La notion de couple n’existait pas, et les
Alfides n’étaient pas forcément monogames. Ils faisaient l’amour soit pour
procréer, soit parce qu’ils ressentaient une forte attirance mutuelle.
Toutefois, ils préféraient avoir des partenaires réguliers lorsqu’ils voulaient
faire l’amour. D’ailleurs, ils ne ressentaient pas du désir uniquement pour une
personne de sexe opposé. Il leur arrivait d’éprouver une forte attirance pour
une personne du même sexe, sans préjugé de la part des autres membres du clan.

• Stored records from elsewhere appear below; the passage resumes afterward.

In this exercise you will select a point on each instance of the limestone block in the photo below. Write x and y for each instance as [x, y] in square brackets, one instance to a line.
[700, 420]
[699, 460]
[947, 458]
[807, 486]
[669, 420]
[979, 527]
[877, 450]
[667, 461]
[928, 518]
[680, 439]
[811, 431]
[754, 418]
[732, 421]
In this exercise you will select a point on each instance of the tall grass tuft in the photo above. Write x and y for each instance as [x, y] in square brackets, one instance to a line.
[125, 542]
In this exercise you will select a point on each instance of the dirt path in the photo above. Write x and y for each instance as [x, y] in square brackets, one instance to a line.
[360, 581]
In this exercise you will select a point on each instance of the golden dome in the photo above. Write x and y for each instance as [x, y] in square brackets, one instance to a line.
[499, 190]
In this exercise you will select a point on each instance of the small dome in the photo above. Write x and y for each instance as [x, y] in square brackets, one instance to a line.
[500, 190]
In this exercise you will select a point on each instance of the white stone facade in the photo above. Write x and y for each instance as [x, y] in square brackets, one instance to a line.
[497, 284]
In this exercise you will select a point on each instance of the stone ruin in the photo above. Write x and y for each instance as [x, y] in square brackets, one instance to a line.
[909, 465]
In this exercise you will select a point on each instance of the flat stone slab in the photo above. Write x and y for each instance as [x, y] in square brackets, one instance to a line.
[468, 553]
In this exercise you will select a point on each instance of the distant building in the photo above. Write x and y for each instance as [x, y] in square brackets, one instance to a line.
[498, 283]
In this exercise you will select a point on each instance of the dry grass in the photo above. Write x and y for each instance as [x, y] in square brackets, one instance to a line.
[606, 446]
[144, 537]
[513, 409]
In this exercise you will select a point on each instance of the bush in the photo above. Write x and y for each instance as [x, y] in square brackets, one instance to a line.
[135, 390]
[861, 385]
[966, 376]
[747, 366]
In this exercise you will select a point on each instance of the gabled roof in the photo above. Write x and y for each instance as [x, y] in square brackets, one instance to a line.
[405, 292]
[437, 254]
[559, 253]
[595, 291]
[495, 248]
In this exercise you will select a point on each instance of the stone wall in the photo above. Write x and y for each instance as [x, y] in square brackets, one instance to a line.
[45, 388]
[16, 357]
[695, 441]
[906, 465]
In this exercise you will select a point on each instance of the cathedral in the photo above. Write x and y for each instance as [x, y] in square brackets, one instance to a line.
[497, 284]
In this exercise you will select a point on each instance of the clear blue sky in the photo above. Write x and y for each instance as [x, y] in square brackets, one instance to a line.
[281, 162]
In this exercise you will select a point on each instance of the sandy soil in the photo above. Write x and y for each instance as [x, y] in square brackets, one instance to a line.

Depuis leur émergence, les Alfides ne
faisaient aucune distinction sociale entre les hommes et les femmes, et les
évolutions de leur société ne brisèrent pas cette règle. Quel que soit son
sexe, un Alfide pouvait être seigneur, conseiller, druide, soldat, chasseur,
bâtisseur, agriculteur ou sculpteur.
Évidemment, lorsque les femmes devaient
accoucher, elles interrompaient leur devoir, mais une fois rétablies, elles
retournaient à leur fonction. À ce moment-là, les enfants étaient confiés à des
personnes chargées de leur éducation juste après leur baptême au pied d’un
arbre.
Lorsqu’ils étaient bébés, ils étaient placés dans une couveuse de soie qui
faisait office de cocon plus petit que celui de leurs aînés. L’enfance d’un
Alfide durait environ une dizaine d’années, période où celui-ci apprenait
auprès de la personne chargée de son éducation les rudiments de sa culture,
comme parler, compter et respecter son environnement. En revanche,
l’adolescence durait trois bonnes décennies, une bien longue période durant
laquelle le jeune Alfide apprenait le métier qui lui était destiné ainsi que le
maniement des armes et des outils. En effet, la personne en charge de son
éducation se chargeait de déceler les compétences de la jeune personne sous sa
tutelle afin de lui permettre de s’orienter vers un métier pour lequel il
serait apte et répondrait aux exigences et aux besoins de la société Alfide.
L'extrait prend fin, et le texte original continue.